Anecdotal thinking also allows someone to completely ignore the science and focus on similarities and differences that have no basis in addressing the original problem. For example, company A is shown how web analytics can create financial benefit. Lots of numbers, lots of data. Company A ignores that and asks “What is company B doing?”

This is called “The comparative method” in political science. 🙂 In political science, we use the comparative method because of the small ‘n’ problem. The sample size isn’t big enough and countries cannot be put into test tubes, but if we contrast and compare sets of countries, then we come closer to understanding.

It never occurred to me that some people use the comparative method as a crutch. New to me.

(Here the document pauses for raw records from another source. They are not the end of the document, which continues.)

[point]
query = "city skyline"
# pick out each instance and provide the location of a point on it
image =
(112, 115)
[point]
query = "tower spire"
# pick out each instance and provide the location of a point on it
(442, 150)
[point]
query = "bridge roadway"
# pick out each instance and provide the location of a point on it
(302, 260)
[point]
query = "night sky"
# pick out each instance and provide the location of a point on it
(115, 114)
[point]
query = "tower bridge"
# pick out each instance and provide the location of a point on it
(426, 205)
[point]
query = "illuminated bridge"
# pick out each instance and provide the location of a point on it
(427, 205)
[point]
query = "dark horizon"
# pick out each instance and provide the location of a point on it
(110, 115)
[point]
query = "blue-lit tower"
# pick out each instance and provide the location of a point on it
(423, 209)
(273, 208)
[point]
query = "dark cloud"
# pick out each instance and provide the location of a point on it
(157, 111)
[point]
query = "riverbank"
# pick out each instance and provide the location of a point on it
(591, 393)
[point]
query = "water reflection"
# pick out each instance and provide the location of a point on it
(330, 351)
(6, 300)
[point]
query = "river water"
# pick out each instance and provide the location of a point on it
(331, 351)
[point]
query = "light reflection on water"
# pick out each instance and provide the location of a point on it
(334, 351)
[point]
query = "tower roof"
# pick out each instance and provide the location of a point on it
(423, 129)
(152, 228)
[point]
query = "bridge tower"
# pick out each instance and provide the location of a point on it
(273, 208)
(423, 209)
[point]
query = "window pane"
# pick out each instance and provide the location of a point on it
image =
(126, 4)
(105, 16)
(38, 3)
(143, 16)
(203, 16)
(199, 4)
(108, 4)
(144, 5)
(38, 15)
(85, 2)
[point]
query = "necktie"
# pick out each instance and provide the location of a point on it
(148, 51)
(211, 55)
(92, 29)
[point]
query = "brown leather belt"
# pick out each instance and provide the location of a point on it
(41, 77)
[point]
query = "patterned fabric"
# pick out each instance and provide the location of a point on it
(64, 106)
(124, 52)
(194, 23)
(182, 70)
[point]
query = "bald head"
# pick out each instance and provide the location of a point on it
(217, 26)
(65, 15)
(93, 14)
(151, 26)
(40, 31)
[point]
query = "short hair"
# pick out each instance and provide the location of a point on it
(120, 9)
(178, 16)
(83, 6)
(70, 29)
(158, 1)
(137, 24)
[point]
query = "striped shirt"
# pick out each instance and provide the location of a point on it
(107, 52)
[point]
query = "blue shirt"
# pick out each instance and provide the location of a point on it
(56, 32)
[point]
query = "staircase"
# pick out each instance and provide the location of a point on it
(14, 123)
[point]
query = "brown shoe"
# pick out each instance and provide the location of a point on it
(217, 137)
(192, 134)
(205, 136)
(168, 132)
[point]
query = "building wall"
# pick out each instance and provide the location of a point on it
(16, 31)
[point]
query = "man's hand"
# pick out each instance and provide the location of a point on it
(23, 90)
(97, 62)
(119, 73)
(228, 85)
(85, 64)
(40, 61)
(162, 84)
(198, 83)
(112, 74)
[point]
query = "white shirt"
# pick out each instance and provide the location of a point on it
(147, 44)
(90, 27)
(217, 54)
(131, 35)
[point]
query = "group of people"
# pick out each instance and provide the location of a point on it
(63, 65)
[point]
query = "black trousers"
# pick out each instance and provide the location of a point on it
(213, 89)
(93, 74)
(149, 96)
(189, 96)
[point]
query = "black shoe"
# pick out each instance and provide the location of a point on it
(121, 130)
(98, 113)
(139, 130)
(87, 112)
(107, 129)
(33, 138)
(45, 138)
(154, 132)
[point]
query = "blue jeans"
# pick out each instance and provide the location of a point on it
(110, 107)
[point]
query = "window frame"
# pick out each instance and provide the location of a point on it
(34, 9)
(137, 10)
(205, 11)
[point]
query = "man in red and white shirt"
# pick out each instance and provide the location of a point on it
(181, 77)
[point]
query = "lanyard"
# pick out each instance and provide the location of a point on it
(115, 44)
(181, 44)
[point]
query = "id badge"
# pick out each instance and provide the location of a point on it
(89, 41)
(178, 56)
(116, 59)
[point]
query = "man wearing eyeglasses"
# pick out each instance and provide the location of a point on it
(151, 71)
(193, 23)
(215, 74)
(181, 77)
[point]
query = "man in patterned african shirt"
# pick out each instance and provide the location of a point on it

It won’t matter that companies A and B are in completely different markets addressing completely different audiences with completely different products. All that matters is that company B is Toronto based and company A is Toronto based, their websites have similar looks&feels, the CEOs play golf at the same club, … It especially won’t matter that company B’s solution won’t work for company A.

“Scientific” Clientelism? 🙂

This is the power of anecdotal thinking. It allows humans to ignore obvious errors in reasoning and logic and why case studies and recommendations have a great deal more meaning than all the science in the world when it comes to making business cases (and this is true for all but a few borders you may be crossing).

Agreed. That is indeed a root problem of the comparative method. Part of me wants to believe that the use of anecdotes goes back to the fundamental challenge of distinguishing pattern from noise, and that frequently, we’re horrible at that.

Babies crawl and then walk all over the place with a complete disregard for how dangerous the world is. They explore everything because their brains are hungry for information. This experiential information (ie, “doing”) is what creates the mind and later the personalities we recognize they have. Part of that exploration involves the parent or guardian saying “No!” and sometimes reinforcing the “No!” with a firm pat on the butt.

Scientists, me thinks, never got enough pats on the butt to remove that original wiring because scientists explore all the time. It’s what they do. Perhaps the pats on the butt created the need for data to analyze where as in others they simply removed the original wiring.

Anyway, the desire to gather data was replaced (in most cases) by a desire to think anecdotally, ie, cautiously. Being cautious helps us survive therefore to heck with logic and science, give me anecdotes each and every time!

True this.

Anyway, the desire to gather data was replaced (in most cases) by a desire to think anecdotally, ie, cautiously. Being cautious helps us survive therefore to heck with logic and science, give me anecdotes each and every time!

I’m not good at bridging the gap between anecdotal and scientific thinking, me thinks. This is evidenced by this post, by my guest posts on Susan Bratton’s blog and such. I can provide a few bullets, a set of action items, and usually only after I’ve numbed you with the research that led up to those suggestions. NextStage currently has 80+ reports in its website tracking system. What’s the most used one? The “Suggestions Report” that lists Critical, Important and Desirable things to do to improve online performance. “Those other ones are real interesting, Joe, but they don’t tell me what to do. Just give me the Suggestions Report and we’ll ask for the others when we’re creating our internal reports for in-house use.”

The problem with anecdotal thinking is that we can be fooled easily. Everyone from magicians to confidence hustlers exploits this. You would think that a tendency towards caution would make us less likely to be fooled, yes?

No, whether colonist or pioneer any ploy to caution will be internalized first and regardless of any scientific evidence contrary.

The defeat of logic. Are we reduced to always adapting marketing science to anecdotes then?

The anecdote — because we’ve acquired the wiring — always wins.

🙁 So are scientific anecdotes the solution?

My power is going off in 5 minutes, and as a result, I’ll be replying to Part 2, as well as expanding on this after a good night sleep.

So far, I think I’m getting it. If I accept A, B, C, D, E, F, G, and H, don’t I?